Stashed away in the loathsome wilderness of the National League for all of his 11 years in the majors, Adam LaRoche has been more or less interchangeable in my consciousness with Nate McLouth, Nuke LaLoosh, Chesty LaRue, The Mighty Boosh, and Lyle Overbay. And yet, he's been plugging away as the typical adequate hitting first baseman we theorize about but never pay to watch. He owns a career .263/.340/.472, 113 wRC+ batting line that he's jumped back and forth across like a metronome.
The Sox are signing up hoping for 2012 and 2014, when LaRoche was 27% better than league average each time, rather than a disappointing 2013 where he scrapped for league-average production and struggled with Gordon Beckham-like mid-season weight and power loss.

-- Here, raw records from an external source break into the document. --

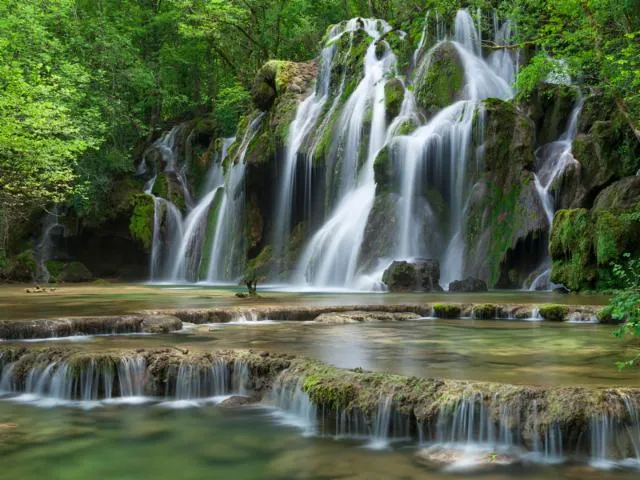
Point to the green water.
(147, 442)
(116, 299)
(499, 350)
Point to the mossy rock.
(605, 146)
(554, 313)
(264, 86)
(441, 79)
(393, 97)
(21, 268)
(486, 311)
(447, 310)
(384, 171)
(621, 195)
(379, 234)
(75, 272)
(585, 243)
(550, 106)
(141, 222)
(571, 249)
(55, 268)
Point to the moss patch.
(554, 313)
(441, 79)
(447, 310)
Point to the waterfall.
(307, 115)
(85, 379)
(440, 151)
(167, 231)
(295, 408)
(185, 262)
(552, 159)
(227, 249)
(331, 256)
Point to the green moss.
(611, 236)
(141, 222)
(22, 267)
(486, 311)
(572, 249)
(554, 313)
(447, 310)
(406, 128)
(383, 170)
(442, 79)
(161, 186)
(393, 97)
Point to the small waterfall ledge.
(166, 321)
(590, 424)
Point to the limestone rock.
(161, 324)
(441, 79)
(469, 284)
(418, 276)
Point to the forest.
(312, 239)
(85, 83)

But the two most recent LaRoche success stories are fairly disparate. In 2012, as a 32-year-old, he uncorked his best power season, hitting a career-high 33 home runs with a career-high ISO rating. Last year, the power was fine, but LaRoche set a career-high in walks and OBP, swung less than ever, and struck out barely more than he took a free pass (14 BB% vs. 18.4 K%).

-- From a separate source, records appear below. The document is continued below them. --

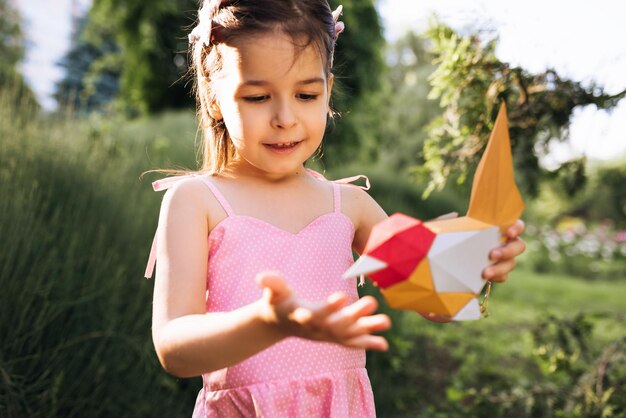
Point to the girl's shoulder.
(192, 196)
(363, 210)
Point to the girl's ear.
(215, 111)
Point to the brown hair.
(306, 22)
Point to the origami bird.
(436, 267)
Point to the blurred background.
(95, 92)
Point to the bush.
(595, 253)
(74, 311)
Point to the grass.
(77, 224)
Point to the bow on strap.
(157, 186)
(167, 182)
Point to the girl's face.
(274, 100)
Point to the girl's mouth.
(283, 147)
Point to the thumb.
(274, 286)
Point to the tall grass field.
(76, 224)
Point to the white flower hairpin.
(339, 26)
(202, 32)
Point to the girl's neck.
(243, 171)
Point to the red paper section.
(402, 242)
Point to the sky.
(582, 40)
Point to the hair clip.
(339, 26)
(202, 32)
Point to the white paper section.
(469, 312)
(457, 259)
(364, 265)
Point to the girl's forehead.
(270, 57)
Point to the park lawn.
(518, 306)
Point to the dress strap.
(166, 183)
(347, 180)
(218, 195)
(157, 186)
(337, 197)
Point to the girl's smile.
(273, 97)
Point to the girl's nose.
(284, 115)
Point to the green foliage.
(152, 40)
(11, 38)
(92, 68)
(74, 309)
(404, 110)
(470, 82)
(605, 198)
(12, 53)
(358, 65)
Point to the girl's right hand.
(334, 321)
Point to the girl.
(279, 237)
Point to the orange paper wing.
(495, 197)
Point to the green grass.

It's not an approach revelation that's responsible. The previously linked-to Adam Kilgore profile finds LaRoche as a gruff see-ball, hit-ball type who feigns ignorance of OBP as a concept and has only begrudgingly accepted walks as a non-negative, though undeniably unfulfilling result.
LaRoche credited his success to a reduction of his opening stride in his swing resulting in a corresponding reduction in movement in his head as the ball comes through the zone. Previously, moving his head jangled his view of the ball as it passed through the strike zone, and shortening his stride gives him a better, more consistent view of the ball. LaRoche was commenting on the change mid-season, but it held true enough to give him a resurgent year at an age where his power can expected to be steadily on the downslide. We're in a better place hoping LaRoche can continue to see the ball well and get on base than hoping he can repeat sudden career peaks in power production.

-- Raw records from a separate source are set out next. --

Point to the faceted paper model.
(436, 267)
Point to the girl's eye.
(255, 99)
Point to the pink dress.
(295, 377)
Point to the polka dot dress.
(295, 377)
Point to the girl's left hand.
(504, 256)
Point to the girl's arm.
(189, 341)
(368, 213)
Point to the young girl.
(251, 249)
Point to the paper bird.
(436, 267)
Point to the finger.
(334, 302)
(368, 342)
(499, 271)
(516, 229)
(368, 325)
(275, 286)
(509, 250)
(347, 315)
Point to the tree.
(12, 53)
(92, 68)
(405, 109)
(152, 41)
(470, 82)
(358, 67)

As someone who started baseball blogging in their stupid, stupid 20's, I have already written countless articles about "adjustments" and how they should fundamentally change our conception of a player, only to see a several weeks-long, or even multi-month trend wither into nothing substantial. Adam Dunn was regularly reinventing the wheel after the 2011 season, but all his tweaks were temporary footholds in an otherwise steady roll down the face of a cliff.
Invoking the most terrifying name in the history of free agent left-handed DH solutions is not intentional, but the Sox are again taking another whirl that a historically productive hitter can cling to just enough to get through a few seasons before it all completely erodes away. For LaRoche, the hope is that a newfound ability to glue himself to first base will cancel out all the warning lights that will start flickering elsewhere. It's something to go on, which is better than most have.